Sicher bietet uns das Gewissen vielen Grund zur Furcht. Aber gerade darum ist es ein so gründlicher und so förderlicher Erzieher. Es ist nämlich ein großer Irrtum, zu glauben, daß jede Furcht erniedrige. Erniedrigend ist bloß eine Furcht, die der Sklaven, die nicht das Böse fürchten, sondern nur, daß sie entdeckt und nach Verdienst gezüchtigt werden könnten. Diese Art von Furcht ist eins mit der Liebe zur Sünde, und diese verbrecherische Liebe wird durch die feige Angst vor der Gerechtigkeit ihre eigene fruchtlose Strafe. Eine solche Furcht kann freilich weder adeln noch bessern.

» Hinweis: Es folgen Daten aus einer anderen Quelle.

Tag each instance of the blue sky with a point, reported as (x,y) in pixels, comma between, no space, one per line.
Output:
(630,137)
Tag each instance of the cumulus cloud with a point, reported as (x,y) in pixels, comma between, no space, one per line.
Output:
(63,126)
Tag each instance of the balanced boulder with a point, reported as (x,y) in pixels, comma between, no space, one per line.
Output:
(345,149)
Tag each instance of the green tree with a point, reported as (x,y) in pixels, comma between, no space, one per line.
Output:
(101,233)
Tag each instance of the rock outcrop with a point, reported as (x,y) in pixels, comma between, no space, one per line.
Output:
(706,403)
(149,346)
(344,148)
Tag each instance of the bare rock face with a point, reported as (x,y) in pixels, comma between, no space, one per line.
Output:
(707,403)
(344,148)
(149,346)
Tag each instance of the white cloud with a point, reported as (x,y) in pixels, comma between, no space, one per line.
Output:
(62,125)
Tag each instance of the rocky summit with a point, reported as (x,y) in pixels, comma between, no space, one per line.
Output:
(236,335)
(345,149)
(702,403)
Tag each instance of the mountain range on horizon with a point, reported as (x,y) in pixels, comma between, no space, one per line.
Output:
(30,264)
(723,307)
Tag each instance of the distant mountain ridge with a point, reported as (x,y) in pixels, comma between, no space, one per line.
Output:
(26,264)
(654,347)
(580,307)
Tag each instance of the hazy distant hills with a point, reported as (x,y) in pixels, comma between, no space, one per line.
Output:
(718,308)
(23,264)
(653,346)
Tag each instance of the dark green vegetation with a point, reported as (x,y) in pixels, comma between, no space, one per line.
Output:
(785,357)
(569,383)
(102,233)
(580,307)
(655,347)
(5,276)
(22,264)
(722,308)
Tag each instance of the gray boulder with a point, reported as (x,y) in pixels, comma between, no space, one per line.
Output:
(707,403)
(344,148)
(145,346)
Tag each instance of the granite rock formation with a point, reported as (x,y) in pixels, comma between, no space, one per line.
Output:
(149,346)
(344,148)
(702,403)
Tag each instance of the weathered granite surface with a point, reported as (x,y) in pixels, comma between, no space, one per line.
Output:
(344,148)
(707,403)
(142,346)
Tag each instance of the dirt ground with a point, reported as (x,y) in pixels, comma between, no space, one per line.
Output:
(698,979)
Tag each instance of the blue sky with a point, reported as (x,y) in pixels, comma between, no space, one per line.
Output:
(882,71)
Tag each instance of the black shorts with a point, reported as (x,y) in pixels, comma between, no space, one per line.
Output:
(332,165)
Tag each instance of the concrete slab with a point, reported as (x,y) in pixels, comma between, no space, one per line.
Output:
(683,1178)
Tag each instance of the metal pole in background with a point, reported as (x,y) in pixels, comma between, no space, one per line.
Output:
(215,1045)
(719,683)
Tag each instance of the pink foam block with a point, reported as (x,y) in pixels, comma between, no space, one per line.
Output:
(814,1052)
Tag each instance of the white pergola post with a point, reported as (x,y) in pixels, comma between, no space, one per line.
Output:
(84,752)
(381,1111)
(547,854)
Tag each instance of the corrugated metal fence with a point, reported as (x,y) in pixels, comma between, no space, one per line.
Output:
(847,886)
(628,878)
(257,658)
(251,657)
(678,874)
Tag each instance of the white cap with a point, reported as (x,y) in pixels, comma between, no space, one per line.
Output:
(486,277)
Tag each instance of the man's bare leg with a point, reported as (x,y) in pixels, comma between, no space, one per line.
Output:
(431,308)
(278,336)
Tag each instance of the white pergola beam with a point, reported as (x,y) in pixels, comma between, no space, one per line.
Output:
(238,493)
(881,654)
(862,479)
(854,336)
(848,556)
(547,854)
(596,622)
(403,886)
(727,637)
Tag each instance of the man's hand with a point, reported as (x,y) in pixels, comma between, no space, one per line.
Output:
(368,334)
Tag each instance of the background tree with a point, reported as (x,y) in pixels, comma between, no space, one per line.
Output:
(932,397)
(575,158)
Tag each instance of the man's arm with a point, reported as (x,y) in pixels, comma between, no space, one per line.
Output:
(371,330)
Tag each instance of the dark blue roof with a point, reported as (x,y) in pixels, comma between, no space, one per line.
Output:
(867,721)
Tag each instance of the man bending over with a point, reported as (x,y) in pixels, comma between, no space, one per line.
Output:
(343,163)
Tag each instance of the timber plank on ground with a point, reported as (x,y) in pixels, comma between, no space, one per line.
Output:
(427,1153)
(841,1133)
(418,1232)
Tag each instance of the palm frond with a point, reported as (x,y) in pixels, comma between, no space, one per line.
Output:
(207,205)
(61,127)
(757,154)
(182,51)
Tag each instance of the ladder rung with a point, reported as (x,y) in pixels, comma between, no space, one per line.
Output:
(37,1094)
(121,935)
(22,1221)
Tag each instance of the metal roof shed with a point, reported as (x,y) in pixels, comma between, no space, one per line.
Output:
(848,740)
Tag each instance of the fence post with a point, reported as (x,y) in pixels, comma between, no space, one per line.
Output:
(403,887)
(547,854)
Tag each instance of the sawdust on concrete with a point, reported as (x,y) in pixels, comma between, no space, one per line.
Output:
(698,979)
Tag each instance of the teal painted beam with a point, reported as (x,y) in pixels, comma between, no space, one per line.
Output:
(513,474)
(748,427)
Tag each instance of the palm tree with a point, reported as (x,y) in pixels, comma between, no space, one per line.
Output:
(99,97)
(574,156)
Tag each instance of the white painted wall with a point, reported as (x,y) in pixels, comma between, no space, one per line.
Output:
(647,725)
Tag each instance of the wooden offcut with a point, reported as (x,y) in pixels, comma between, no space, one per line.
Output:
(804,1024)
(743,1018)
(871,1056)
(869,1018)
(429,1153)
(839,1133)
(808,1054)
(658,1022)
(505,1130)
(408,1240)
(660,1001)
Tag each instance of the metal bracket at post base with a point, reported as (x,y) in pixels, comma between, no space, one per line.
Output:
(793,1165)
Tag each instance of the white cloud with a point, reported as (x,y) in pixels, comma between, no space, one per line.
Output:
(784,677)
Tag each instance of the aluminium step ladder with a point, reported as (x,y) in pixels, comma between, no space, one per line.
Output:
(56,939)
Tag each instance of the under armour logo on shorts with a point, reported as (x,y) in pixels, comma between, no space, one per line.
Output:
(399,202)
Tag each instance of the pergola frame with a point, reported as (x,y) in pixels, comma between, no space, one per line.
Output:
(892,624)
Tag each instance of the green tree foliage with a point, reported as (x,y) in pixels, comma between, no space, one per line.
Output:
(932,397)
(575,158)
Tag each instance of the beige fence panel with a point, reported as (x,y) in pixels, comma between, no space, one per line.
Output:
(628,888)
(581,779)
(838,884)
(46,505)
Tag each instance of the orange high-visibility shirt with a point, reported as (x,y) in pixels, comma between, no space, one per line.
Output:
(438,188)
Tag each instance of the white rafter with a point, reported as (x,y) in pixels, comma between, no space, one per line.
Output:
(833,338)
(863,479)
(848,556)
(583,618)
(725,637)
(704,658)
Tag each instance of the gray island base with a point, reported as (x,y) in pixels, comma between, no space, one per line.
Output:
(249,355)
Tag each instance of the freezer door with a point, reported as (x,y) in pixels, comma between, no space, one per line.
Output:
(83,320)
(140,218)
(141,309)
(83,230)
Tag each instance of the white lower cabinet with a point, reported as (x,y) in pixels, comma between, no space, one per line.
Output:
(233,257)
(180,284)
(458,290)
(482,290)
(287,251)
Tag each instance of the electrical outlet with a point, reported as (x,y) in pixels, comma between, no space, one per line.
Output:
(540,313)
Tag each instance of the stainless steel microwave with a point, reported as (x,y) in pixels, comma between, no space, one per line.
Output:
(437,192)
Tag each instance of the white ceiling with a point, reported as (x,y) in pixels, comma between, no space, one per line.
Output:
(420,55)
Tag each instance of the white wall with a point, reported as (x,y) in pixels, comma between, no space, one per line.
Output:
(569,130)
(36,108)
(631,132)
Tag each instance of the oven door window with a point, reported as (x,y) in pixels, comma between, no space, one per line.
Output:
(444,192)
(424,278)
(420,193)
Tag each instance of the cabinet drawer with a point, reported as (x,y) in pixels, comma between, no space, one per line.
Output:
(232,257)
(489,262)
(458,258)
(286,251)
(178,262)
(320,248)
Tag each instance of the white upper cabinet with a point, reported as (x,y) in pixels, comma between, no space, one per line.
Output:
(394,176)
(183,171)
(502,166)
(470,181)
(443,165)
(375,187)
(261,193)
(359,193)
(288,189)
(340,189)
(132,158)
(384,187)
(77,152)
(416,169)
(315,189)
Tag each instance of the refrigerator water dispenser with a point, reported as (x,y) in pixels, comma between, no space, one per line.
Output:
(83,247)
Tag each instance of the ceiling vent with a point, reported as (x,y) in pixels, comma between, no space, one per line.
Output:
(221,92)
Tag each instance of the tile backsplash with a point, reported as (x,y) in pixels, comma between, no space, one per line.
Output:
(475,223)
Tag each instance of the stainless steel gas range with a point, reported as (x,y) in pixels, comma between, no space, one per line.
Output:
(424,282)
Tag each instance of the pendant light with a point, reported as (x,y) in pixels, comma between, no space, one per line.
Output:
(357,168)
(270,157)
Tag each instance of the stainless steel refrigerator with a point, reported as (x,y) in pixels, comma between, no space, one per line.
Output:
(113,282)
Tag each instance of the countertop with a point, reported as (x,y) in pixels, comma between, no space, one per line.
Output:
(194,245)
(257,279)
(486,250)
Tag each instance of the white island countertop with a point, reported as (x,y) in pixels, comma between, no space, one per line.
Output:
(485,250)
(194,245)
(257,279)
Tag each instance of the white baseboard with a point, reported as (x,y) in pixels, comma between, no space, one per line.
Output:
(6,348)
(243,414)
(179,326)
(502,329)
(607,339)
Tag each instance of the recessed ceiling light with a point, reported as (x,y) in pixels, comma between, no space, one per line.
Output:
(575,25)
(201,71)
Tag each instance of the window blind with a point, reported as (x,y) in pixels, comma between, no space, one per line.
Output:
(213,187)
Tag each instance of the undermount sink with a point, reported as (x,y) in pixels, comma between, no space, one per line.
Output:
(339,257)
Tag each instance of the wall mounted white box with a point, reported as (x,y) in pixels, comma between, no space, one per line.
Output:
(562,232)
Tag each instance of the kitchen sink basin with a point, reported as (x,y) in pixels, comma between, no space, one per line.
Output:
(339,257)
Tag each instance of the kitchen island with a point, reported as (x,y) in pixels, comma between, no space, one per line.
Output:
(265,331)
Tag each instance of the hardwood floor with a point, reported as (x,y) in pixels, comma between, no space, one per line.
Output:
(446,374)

Aber es gibt auch eine andere Furcht, jene Furcht, die der Anfang der Weisheit ist (ps. 110, 10; Spr. 1, 7; 9, 10), dir Furcht der Edlen und der Freien. Diese keusche, heilige Furcht ist nichts als ein heldenmütiger Grad der Liebe zur Gerechtigkeit. Sie bezieht sich nicht auf die Strafe, sondern nur auf die Sünde. Gerade weil sie die Sünde flieht, umarmt sie die Strafe. Die, welche sie besitzen, sind es, die selber am meisten die Reinigung ihres Gewissens durch die gerechte Strafe wünschen, wenn sie es in Übereilung befleckt haben. Ja sie warten nicht einmal die Züchtigung ab, sondern sie kommen der verletzten Gerechtigkeit durch Buße zu Hilfe. Und das ist die Furcht, die das Christentum predigt, gewiß eine starkmütige, eine großherzige Liebe zum Guten. Eine solche Furcht entmutigt aber nicht, sondern macht bescheiden und wachsam und ernster im Streben nach der Tugend.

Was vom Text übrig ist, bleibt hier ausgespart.